Don't get me wrong, we aren't complaining—thank you for going out of your way to grill us a tofu dog, really—but I'd love to eat at a cookout that didn't devolve into a 'feast' of corn on the cob and macaroni salad.
Listen: we vegetarians are just like you meat-eaters. We crave something hot 'n' juicy. We want to get BBQ sauce all over our hands and white tee shirts. Just... maybe not something that involves animal parts. Something hearty, with some bite, and a whole lotta flavor. Something like cabbage. Specifically: beer can cabbage.
Yeah, you heard me right the first time!
Beer can cabbage is the vegetable cousin of beer can chicken. It's a basted, smoky, slaw-stuffed cabbage steamed to perfection over a can of pale ale. And damn, does it beat the pants off of that grey-colored tofu dog in terms of flavor.
The best part, of course, is that beer cans usually come in six-packs or more... so you can cater to your veggie-loving friends and treat yourself with an ice-cold beer for being so considerate.
All hail Katherine Sacks, the genius creator of the recipe for beer can cabbage. She takes beer can cabbage to the next level by using the hollowed-out inside to make a slaw. Then she puts it all together to make the perfectly messy BBQ cabbage sandwich topped with cheddar cheese, pickled jalapeños, and grilled onions.

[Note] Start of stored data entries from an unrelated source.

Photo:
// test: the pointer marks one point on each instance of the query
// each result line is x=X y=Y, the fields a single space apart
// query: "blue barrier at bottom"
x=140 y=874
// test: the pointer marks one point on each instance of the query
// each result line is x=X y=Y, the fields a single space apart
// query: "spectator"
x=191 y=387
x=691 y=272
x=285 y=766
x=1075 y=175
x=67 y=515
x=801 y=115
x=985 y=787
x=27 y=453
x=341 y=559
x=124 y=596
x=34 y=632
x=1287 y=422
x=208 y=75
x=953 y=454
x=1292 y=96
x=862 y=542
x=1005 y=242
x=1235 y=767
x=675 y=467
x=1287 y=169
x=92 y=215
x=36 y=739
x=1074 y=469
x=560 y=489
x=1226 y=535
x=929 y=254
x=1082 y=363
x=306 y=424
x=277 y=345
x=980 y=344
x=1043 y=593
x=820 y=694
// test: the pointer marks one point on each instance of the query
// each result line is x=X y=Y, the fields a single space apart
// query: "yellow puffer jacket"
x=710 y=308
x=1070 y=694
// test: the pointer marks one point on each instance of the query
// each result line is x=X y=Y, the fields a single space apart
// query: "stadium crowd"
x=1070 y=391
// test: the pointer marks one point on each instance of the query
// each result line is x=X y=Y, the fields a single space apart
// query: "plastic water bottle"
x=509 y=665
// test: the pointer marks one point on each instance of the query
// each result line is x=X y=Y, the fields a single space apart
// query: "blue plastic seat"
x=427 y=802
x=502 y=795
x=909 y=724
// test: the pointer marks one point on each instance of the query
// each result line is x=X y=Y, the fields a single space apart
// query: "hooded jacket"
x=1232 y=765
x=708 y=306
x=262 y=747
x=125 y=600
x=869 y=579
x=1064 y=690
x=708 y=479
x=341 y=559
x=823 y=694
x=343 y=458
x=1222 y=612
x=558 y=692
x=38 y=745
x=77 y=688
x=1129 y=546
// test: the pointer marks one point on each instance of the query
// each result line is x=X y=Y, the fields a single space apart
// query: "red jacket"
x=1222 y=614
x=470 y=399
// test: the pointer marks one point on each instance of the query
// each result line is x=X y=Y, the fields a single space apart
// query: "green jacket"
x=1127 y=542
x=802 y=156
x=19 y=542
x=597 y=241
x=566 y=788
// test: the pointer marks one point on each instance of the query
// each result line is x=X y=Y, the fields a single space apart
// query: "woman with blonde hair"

Katherine, thank you for thinking of us vegheads at the barbecue. You're the real MVP.
I've taken the liberty of breaking down the recipe into easy-to-follow steps below. (You're welcome.)
First, crack open a can of beer and start drinking. The beer will help you cope with the fact that you are about to grill a cabbage, not meat, on your beloved grill grates.
Okay, the real first step is to use a pairing knife to carve out a 3" x 3" square from the bottom of the cabbage. The square should be large enough to fit a (half-empty) 12-oz. can of beer.
Next, get digging. Use a spoon and a knife to carve a hole about 3" deep for the beer can to rest in. Reserve every bit of the inside of the cabbage for the slaw. Vegetarians don't like when food goes to waste.
Once you've successfully cut a hole into the cabbage, it's time to season it. Use a brush to coat the outside with oil, then sprinkle on a fair amount of salt and pepper.
Time for beer number two, because it's time to put the cabbage on the grill... and grilling without an alcoholic beverage in hand is more or less sacrilege.
Balance the cabbage over the beer can in a steady spot on the grill. Take care when working around the cabbage—you don't want the beer can to fall over and you definitely don't want your cabbage to roll away like a bowling ball.
Brush the cabbage with BBQ sauce and close the lid of the grill. Let the cabbage cook for about 45-50 minutes, while brushing with more BBQ sauce every 10-15 minutes.
Way better than supermarket macaroni salad. (Nope, not bitter, not one bit.)
When the cabbage is nice 'n' roasted, prepare the toppings. The original sandwich recipe calls for grilled onions, but you can grill any toppings that suit your fancy. Tomatoes, bell peppers, portobello mushrooms, and pineapple are a few excellent topping choices.
Carefully lift the cabbage off the grill and cut it into strips, then toss the cut cabbage in a bowl with—you guessed it—more BBQ sauce. We need everyone in the room to remember that vegetarians can eat messy food, too.
The cabbage is cut, the slaw is made, the veggies are grilled, and your buns are toasty. This means it's time to sandwich it all together.
Stack all of your toppings on a sturdy kaiser roll and show it off to all the meat-eaters. They're about to get curious, so I hope you've made enough for them, too.
You wouldn't want to eat a stick of tofu on a bun, so why would you feed it to your good friend, the vegetarian? Just because we don't care for meat doesn't mean we want to eat rubber! So be kind, save a pig, and make a cabbage. A beer-infused, BBQ-basted, juicy cabbage. Its messy deliciousness might surprise you.